Castilhos é neurologista e pesquisador do HCPA, além de ser professor do Programa de Pós-graduação em Medicina: Ciências Médicas da Universidade Federal do Rio Grande do Sul (UFRGS). Borelli é médico residente em neurologia e pesquisador do HCPA, com período de formação na Université Paris-Sud (França) e na New York University (EUA).

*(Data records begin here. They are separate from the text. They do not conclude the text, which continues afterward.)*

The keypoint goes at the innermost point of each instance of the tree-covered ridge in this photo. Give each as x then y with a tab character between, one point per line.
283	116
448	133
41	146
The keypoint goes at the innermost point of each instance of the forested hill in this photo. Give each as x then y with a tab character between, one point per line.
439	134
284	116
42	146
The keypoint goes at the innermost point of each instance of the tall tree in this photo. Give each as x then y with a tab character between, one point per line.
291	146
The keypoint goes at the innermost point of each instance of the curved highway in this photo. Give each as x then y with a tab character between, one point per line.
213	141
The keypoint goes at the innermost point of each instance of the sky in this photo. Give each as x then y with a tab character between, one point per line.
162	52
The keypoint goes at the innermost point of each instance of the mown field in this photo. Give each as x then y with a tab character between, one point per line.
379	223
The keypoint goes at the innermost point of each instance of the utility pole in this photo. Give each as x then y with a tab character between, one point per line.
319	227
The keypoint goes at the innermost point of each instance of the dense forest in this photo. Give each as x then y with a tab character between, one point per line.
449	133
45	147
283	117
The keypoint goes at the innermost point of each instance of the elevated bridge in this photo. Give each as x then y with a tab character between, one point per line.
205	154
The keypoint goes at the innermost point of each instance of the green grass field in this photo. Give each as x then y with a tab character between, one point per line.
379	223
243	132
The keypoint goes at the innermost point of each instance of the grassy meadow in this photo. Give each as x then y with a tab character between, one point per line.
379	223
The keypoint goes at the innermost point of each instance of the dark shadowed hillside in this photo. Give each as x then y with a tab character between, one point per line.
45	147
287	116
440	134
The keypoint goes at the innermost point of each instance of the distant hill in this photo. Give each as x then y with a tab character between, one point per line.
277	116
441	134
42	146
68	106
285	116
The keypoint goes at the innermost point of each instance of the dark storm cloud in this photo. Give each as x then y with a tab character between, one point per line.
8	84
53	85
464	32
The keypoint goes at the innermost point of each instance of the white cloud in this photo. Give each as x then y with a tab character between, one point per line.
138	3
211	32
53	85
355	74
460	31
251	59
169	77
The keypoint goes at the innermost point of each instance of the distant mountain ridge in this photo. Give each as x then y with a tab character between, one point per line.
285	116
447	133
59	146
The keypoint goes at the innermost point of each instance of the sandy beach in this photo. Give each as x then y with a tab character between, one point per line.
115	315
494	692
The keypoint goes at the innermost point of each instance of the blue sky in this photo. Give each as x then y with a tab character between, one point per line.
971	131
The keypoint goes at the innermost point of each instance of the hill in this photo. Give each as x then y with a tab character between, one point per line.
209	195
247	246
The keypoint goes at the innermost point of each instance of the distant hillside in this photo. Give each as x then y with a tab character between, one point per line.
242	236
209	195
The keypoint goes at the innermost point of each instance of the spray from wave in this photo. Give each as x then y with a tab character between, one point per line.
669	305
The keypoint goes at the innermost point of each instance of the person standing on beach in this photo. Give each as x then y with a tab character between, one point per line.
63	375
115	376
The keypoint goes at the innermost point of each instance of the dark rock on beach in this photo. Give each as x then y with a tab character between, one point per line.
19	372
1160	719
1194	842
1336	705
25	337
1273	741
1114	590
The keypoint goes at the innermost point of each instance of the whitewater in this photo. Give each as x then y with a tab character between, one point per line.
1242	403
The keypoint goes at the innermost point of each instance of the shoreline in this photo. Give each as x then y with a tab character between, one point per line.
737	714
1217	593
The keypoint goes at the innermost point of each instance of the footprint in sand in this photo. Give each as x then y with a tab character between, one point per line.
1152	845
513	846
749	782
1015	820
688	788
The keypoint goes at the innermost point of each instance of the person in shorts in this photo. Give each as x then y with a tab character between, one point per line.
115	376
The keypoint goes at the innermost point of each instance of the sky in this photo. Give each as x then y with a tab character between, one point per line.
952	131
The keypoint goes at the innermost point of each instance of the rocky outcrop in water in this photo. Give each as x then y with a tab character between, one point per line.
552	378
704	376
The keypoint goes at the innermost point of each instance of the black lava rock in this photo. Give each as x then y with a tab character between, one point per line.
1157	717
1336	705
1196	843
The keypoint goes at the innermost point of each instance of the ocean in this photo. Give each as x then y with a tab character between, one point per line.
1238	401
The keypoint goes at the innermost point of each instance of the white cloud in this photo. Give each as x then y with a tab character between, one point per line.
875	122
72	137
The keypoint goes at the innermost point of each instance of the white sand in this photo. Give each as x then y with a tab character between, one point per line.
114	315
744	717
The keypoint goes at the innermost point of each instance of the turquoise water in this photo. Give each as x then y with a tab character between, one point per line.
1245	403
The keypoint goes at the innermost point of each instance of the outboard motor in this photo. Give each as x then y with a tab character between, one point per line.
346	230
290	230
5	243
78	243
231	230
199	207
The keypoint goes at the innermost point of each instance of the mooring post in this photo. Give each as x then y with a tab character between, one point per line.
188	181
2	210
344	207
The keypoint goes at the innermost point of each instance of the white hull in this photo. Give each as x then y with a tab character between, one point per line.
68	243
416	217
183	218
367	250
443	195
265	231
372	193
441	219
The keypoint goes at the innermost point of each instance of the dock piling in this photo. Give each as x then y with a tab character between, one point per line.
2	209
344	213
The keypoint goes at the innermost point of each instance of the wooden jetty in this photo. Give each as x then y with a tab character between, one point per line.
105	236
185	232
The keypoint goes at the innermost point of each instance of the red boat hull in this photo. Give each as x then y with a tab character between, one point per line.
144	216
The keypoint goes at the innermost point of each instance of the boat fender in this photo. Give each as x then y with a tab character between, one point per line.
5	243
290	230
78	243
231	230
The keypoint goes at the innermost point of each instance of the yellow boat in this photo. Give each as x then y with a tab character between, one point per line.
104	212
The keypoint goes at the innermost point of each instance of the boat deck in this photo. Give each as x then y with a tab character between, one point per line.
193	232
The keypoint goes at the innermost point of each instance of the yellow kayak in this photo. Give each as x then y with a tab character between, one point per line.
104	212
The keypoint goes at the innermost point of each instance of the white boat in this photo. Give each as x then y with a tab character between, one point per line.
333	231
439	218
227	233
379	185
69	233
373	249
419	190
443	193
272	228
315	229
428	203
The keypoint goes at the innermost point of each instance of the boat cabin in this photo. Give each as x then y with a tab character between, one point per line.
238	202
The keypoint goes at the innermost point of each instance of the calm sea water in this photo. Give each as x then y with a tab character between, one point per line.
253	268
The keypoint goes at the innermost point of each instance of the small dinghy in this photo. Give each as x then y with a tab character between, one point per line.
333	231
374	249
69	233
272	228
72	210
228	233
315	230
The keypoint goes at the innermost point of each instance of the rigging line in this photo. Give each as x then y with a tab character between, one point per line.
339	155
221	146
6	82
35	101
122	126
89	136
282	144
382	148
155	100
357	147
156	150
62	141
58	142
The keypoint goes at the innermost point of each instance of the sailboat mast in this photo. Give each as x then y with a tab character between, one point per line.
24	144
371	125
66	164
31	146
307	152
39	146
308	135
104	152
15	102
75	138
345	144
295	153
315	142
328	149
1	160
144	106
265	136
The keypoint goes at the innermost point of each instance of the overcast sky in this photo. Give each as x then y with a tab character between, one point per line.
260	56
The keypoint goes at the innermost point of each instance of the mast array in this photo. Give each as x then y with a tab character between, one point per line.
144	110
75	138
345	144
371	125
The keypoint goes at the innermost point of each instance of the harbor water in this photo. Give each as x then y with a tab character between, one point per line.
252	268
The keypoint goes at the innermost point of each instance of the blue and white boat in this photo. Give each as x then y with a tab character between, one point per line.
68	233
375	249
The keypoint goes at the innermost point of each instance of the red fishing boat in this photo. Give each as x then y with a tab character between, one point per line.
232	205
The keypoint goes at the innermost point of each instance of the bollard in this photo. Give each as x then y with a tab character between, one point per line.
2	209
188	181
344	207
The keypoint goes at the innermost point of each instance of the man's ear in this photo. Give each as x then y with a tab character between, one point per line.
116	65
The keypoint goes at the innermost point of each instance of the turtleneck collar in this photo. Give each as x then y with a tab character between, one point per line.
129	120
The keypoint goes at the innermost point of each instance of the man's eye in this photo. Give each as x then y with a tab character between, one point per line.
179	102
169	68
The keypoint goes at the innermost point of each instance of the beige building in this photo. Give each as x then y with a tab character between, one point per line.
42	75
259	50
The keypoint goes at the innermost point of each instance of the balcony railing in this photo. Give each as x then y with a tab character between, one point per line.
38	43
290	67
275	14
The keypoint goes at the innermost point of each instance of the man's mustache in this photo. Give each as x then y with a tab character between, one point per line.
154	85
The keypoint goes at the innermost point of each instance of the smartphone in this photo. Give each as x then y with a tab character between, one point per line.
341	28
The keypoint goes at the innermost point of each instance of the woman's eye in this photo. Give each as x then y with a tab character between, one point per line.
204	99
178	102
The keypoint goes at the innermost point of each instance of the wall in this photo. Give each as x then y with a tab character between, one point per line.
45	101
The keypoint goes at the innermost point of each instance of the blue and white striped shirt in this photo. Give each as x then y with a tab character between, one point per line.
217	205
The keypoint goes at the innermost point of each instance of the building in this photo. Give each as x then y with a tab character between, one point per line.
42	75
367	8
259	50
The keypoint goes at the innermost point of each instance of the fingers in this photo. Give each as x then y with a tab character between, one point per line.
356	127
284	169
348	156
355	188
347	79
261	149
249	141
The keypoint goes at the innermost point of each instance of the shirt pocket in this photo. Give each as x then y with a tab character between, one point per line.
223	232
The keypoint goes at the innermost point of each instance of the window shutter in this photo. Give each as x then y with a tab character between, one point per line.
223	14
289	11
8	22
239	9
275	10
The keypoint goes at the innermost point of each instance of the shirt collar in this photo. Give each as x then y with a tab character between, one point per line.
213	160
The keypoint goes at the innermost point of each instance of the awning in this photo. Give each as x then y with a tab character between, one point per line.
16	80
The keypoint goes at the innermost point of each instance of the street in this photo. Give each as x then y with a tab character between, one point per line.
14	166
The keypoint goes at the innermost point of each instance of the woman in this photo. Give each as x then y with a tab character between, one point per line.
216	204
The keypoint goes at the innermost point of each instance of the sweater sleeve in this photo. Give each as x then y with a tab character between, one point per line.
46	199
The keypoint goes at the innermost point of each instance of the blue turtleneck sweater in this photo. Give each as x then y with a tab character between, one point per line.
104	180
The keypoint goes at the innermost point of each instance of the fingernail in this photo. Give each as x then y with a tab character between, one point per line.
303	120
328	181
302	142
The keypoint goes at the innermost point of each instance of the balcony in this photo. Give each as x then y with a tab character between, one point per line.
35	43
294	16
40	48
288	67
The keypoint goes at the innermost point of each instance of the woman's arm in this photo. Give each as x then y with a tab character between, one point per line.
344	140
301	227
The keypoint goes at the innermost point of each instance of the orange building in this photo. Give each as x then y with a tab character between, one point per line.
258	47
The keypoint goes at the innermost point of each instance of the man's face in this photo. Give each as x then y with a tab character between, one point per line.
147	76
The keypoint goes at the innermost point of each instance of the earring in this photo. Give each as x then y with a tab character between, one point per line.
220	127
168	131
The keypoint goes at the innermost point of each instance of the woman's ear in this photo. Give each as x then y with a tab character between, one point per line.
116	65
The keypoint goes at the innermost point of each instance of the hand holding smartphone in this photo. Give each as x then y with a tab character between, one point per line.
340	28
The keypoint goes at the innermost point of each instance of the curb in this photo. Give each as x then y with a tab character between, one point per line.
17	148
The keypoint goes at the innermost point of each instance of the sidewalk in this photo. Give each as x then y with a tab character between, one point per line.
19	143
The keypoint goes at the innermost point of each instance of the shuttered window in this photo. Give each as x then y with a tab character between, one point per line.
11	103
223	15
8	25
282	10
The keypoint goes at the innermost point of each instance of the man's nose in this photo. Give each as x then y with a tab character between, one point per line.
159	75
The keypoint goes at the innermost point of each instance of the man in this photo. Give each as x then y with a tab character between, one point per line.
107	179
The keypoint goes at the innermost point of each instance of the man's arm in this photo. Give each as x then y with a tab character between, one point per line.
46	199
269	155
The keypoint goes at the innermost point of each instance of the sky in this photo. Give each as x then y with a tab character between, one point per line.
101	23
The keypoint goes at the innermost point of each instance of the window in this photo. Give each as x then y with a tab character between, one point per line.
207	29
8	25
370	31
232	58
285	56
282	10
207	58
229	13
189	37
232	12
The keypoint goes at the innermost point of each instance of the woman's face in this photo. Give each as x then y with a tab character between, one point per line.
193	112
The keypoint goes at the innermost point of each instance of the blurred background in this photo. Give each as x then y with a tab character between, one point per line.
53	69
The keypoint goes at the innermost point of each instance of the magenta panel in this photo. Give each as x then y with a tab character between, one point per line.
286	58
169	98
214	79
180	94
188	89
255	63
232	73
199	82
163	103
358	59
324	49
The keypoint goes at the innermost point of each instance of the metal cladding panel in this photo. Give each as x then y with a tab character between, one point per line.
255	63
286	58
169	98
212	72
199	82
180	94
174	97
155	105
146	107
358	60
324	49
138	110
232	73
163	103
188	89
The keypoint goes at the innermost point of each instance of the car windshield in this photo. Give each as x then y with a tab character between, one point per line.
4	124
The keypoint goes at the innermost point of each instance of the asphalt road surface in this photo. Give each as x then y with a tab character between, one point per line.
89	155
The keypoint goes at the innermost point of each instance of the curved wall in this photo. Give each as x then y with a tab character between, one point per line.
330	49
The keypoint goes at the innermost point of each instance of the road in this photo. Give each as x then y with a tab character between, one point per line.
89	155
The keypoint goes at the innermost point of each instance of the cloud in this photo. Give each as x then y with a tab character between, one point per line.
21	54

O objetivo principal do estudo foi estimar a fração atribuível populacional (population attributable fraction) de fatores de risco de demência entre adultos com mais de 50 anos, ou seja, se um fator de risco fosse eliminado da população, um percentual de casos de demência seria reduzido. Os fatores de risco são condições que aumentam a chance de desenvolver uma doença — no caso, demência. O tema é de especial interesse porque o Brasil e outros países de baixa escolaridade e em desenvolvimento apresentam um número crescente de casos. No entanto, o que mais surpreende é que a maior parte das pessoas que apresentam demência estão sem diagnóstico, segundo outro estudo publicado no Lancet em 2014.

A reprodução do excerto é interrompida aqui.